I'd Rather Do It Myself

April 4 1984

Dear Readers,

April is Handicapped Awareness Month in the city of Milford. It is only fitting them that the person who is made most aware of a handicap be an April fool model. By foolishly ignoring a doctor's advice I continued to run around on an infected foot until I landed myself in a really awful situation. Flat on my back, foot in the air and totally dependent on other people to help me through my day.

Even though I am able to sit occasionally and hobble about the room to change the channel or to get another book to read, I'm not supposed to. Until I can figure out how to get Medicare to pay for a slave, I can once again be grateful for my big family to have swooped down and taken control of their usually uncontrollable little member. Taking wonderful e and trying to make me happy is their only desire.
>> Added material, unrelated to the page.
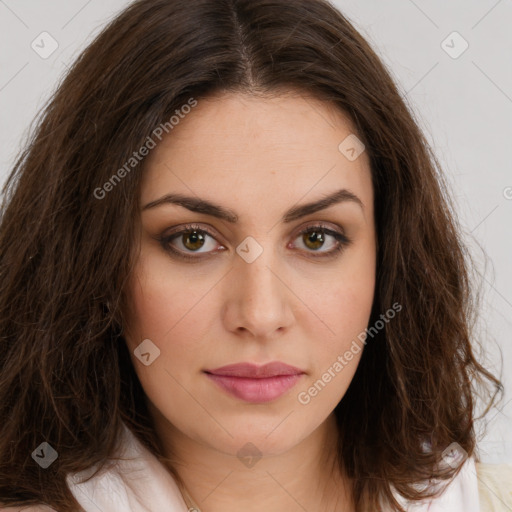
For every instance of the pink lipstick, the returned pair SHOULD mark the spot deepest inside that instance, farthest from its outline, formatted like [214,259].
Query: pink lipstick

I've been fluffed, buffed and puffed, propped, plopped and carried everywhere that I've to be moved to.

I am certainly being given a Lord's eye view of what life could be like should I ever become permanently disabled mobility-wise and it's driving me nuts! I am sore, bored and becoming cranky: If I don't commit suicide soon - I'm sure to commit murder!
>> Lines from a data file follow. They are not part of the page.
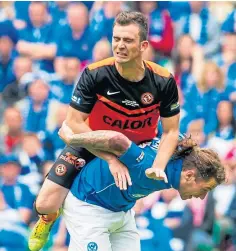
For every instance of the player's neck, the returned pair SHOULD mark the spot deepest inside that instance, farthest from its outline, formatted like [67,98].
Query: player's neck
[133,71]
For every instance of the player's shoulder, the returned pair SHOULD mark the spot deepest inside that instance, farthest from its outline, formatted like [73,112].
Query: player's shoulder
[157,69]
[100,64]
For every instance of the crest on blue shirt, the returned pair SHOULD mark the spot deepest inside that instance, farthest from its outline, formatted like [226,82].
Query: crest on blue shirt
[92,246]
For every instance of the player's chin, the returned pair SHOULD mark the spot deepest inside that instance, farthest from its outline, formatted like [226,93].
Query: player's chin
[121,60]
[183,197]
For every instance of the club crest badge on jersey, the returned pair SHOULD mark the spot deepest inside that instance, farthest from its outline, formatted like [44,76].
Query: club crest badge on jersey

"Please mother, I'd rather do it myself!" I can calm my impatience though. I know that I will be able to get up and run about on my own again as soon as the infection clears and the cuts heal.

I have been made acutely aware of how fortunate I am to have the use of my legs, I have learned that I am too weak to use crutches and too small for a manual wheelchair. I have learned something else. I have learned that even though I have grown up with a visual disability like Progeria and have become used to turning heads in a crowd - that it bothered me to have people watch me being carried in and out of places! That was a lesson I never would have thought I needed to be shown.
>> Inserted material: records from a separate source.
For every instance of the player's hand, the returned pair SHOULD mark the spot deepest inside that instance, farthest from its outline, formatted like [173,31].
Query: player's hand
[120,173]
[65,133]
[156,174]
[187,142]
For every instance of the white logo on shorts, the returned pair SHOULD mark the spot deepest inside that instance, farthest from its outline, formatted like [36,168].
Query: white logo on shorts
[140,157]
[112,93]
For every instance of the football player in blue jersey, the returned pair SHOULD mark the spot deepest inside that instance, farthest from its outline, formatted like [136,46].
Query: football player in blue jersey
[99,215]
An awareness activity is to spend part of a business day by trying on a disability for a few hours. Try this out and see how our lives and careers would be affected were the disability genuine.

I'd like to recommend that everyone take part in this project. Put Vaseline on eyeglasses and see what it is like to have visual problems. Padding over your ears can simulate deafness. Strap one arm to your side and only have the use of one as a stroke victim might. Close your eyes and try to imagine never knowing what a child's smiling face looks like. Then thank the good Lord that you do.

A stubborn foot infection a little more than a year later led to Meg's death a year later.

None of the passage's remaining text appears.